Seorang pengusaha properti internasional, Iwan Sunito, melaporkan dugaan pencemaran nama baiknya ke Polres Metro Jakarta Pusat akibat rangkaian publikasi digital yang telah beredar selama lebih dari setahun terakhir. Menurut Iwan, publikasi tersebut telah merusak reputasi pribadi dan korporasi global yang ia pimpin, serta memiliki dampak negatif pada hubungan investor dan bisnis lintas negara. Laporan pencemaran nama baik diajukan kepada terlapor dengan inisial PS, AA, dan PT KHL&Partners, yang diduga terlibat dalam menyebarkan informasi tidak akurat dan membentuk persepsi negatif. Iwan menyatakan bahwa publikasi tersebut menyesatkan publik dan investor dengan menggambarkan kegagalan pemenuhan kewajiban bisnis, narasi tidak utuh, dan konteks hukum luar negeri secara parsial.

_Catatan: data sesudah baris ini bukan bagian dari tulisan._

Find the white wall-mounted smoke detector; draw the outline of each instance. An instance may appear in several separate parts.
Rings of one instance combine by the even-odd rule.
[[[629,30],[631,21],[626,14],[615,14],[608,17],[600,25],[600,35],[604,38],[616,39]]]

Dalam laporannya ke polisi, Iwan juga meminta Kepolisian untuk menyelidiki peran perantara dalam distribusi informasi, termasuk kemungkinan keterlibatan pihak berinisial AS sebagai penghubung dalam pengaturan publikasi media. Laporan tersebut merujuk pada Pasal 310 dan 311 Kitab Undang-Undang Hukum Pidana (KUHP) serta Pasal 27 ayat (3) Undang-Undang Informasi dan Transaksi Elektronik (ITE). Iwan menegaskan kesiapannya untuk berkolaborasi dengan penyelidikan polisi dan menyatakan bahwa nilai kerugian yang diminta untuk dipulihkan mencapai 50 juta dolar Australia atau sekitar Rp500 miliar.
Kepala Satuan Reserse Kriminal (Kasat Reskrim) Polres Metro Jakarta Pusat, AKBP Roby Heri Saputra, mengkonfirmasi adanya laporan tersebut dan menyatakan bahwa pihaknya sedang melakukan penyelidikan lebih lanjut. Iwan, dalam kesempatan tersebut, menekankan bahwa laporan yang diajukan bukan untuk menghakimi, tetapi untuk memastikan klarifikasi yang adil, akuntabilitas hukum, dan perlindungan reputasi. Dalam upaya untuk memperjuangkan kebenaran, Iwan siap untuk memberikan semua dokumen pendukung agar perkara ini dapat diproses secara objektif dan transparan sesuai hukum yang berlaku.